NORAD Releases Tapes From 9/11. Listen Here...
Vanity Fair August 2, 2006 at 05:21 PM
READ MORE: 9/11
Tucked in a piney notch in the gentle folds of the Adirondacks' southern skirts--just up from a derelict Mohawk, Adirondack & Northern rail spur--is a 22-year-old aluminum bunker tricked out with antennae tilted skyward. It could pass for the Jetsons' garage or, in the estimation of one of the higher-ranking U.S. Air Force officers stationed there, a big, sideways, half-buried beer keg.

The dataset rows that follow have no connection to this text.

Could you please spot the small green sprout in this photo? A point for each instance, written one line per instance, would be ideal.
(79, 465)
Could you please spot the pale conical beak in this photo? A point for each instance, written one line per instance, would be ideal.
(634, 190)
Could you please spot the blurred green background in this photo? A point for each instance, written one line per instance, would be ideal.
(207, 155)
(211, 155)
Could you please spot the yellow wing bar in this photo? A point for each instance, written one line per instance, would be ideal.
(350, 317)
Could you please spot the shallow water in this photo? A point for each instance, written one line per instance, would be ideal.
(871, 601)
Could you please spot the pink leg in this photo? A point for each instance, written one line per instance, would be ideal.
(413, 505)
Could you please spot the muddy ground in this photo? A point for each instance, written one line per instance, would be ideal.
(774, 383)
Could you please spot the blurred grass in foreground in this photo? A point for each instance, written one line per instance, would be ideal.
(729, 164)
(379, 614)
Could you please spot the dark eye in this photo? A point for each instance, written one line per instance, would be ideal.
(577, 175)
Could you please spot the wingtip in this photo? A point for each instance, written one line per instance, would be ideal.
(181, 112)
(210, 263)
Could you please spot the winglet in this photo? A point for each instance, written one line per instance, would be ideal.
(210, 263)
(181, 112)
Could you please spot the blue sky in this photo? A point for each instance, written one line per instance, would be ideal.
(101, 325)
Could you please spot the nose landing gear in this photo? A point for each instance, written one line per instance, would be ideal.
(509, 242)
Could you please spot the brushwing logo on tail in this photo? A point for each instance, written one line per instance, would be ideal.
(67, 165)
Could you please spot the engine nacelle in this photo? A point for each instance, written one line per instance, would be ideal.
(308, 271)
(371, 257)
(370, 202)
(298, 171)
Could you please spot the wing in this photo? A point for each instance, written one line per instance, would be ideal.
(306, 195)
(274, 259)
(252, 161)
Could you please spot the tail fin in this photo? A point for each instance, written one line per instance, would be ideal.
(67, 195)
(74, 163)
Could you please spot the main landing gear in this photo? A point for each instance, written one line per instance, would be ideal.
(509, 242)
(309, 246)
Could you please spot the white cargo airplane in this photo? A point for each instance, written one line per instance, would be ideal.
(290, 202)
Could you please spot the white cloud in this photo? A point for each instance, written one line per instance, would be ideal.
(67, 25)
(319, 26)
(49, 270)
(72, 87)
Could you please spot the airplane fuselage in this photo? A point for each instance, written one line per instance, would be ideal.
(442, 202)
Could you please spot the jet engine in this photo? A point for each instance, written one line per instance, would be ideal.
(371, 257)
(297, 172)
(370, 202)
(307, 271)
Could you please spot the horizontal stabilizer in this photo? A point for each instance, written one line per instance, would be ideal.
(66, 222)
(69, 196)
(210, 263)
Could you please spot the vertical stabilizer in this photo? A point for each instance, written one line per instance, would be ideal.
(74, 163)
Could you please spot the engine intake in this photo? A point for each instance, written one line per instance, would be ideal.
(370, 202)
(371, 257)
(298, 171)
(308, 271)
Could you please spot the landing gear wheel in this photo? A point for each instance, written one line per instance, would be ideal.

As Major Kevin Nasypany, the facility's mission-crew commander, drove up the hill to work on the morning of 9/11, he was dressed in his flight suit and prepared for battle. Not a real one. The Northeast Air Defense Sector (NEADS), where Nasypany had been stationed since 1994, is the regional headquarters for the North American Aerospace Defense Command (NORAD), the Cold War-era military organization charged with protecting North American airspace. As he poured his first coffee on that sunny September morning, the odds that he would have to defend against Russian "Bear Bombers," one of NORAD's traditional simulated missions, were slim. Rather, Nasypany (pronounced Nah-sip-a-nee), an amiable commander with a thick mini-mustache and a hockey player's build, was headed in early to get ready for the NORAD-wide training exercise he'd helped design. The battle commander, Colonel Bob Marr, had promised to bring in fritters.